C'est dans ce fleuve que vient se perdre l'autre fleuve qui a donné son nom au pays et aux missions dont nous retraçons l'histoire. Paraguay, dans la langue des Sauvages, signifie le fleuve couronné, parce qu'il prend sa source dans le lac Xarayès, qui lui sert comme de couronne. Avant d'aller grossir Rio de la Plata, il reçoit les eaux du Parana et de l'Uruguay. Des forêts qui renferment dans leur sein d'autres forêts tombées de vieillesse, des marais et des plaines entièrement inondées dans la saison des pluies, des montagnes qui élèvent des déserts sur des déserts, forment une partie des régions que le Paraguay arrose. Le gibier de toute espèce y abonde, ainsi que les tigres et les ours. Les bois sont remplis d'abeilles, qui font une cire fort blanche et un miel très-parfumé. On y voit des oiseaux d'un plumage éclatant, et qui ressemblent à de grandes fleurs rouges et bleues, sur la verdure des arbres. Un missionnaire français qui s'était égaré dans ces solitudes en fait la peinture suivante :

' ROBERTSON, Histoire de l'Amérique. t. II, p. 26 et 27.

CHARLEVOIX, Histoire du Paraguay,

« Je continuai ma route sans savoir à quel terme elle devait aboutir, et sans qu'il y eût personne qui pût me l'enseigner. Je trouvais quelquefois, au milieu de ces bois, des endroits enchantés. Tout ce que l'étude et l'industrie des hommes ont pu imaginer pour rendre un lieu agréable n'approche point de ce que la simple nature y avait rassemblé de beautés.

« Ces lieux charmants me rappelèrent les idées que j'avais eues autrefois en lisant les Vies des anciens solitaires de la Thébaïde : il me vint en pensée de passer le reste de mes jours dans ces forêts où la Providence m'avait conduit, pour y vaquer uniquement à l'affaire de mon salut, loin de tout commerce avec les hommes; mais, comme je n'étais pas le maître de ma destinée, et que les ordres du Seigneur m'étaient certainement marqués par ceux de mes supérieurs, je rejetai cette pensée comme une illusion 1. »

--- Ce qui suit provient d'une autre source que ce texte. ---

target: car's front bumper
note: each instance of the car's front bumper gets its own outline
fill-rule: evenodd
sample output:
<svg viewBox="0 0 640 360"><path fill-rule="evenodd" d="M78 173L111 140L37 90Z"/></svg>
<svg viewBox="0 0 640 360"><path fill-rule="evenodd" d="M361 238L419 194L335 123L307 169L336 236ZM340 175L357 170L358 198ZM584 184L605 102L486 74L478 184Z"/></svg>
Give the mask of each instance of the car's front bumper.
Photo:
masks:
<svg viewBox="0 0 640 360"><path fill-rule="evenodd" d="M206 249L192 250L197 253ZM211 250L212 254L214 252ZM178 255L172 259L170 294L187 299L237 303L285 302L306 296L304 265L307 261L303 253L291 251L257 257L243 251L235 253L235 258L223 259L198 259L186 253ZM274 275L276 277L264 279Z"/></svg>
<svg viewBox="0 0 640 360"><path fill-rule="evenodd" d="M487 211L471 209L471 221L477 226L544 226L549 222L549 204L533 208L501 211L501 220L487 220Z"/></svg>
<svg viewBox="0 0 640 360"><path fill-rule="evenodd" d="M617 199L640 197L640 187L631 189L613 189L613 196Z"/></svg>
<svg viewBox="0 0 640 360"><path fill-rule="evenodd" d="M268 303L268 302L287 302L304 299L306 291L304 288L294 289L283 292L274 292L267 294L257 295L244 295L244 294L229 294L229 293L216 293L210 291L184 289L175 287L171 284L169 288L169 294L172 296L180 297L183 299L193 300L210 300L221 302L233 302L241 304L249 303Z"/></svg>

Les Indiens que l'on rencontrait dans ces retraites ne leur ressemblaient que par le côté affreux. Race indolente, stupide et féroce, elle montrait dans toute sa laideur l'homme primitif dégradé par sa chute. Rien ne prouve davantage la dégénération de la nature humaine que la petitesse du Sauvage dans la grandeur du désert.

Arrivés à Buenos-Ayres, les missionnaires remontèrent Rio de la Plata, et, entrant dans les eaux du Paraguay, se dispersèrent dans les bois. Les anciennes relations nous les représentent un bréviaire sous le bras gauche, une grande croix à la main droite, et sans autre provision que leur confiance en Dieu. Ils nous les peignent se faisant jour à travers les forêts, marchant dans des terres marécageuses où ils avaient de l'eau jusqu'à la ceinture, gravissant des roches escarpées, et furetant dans les antres et les précipices, au risque d'y trouver des serpents et des bêtes féroces, au lieu des hommes qu'ils y cherchaient.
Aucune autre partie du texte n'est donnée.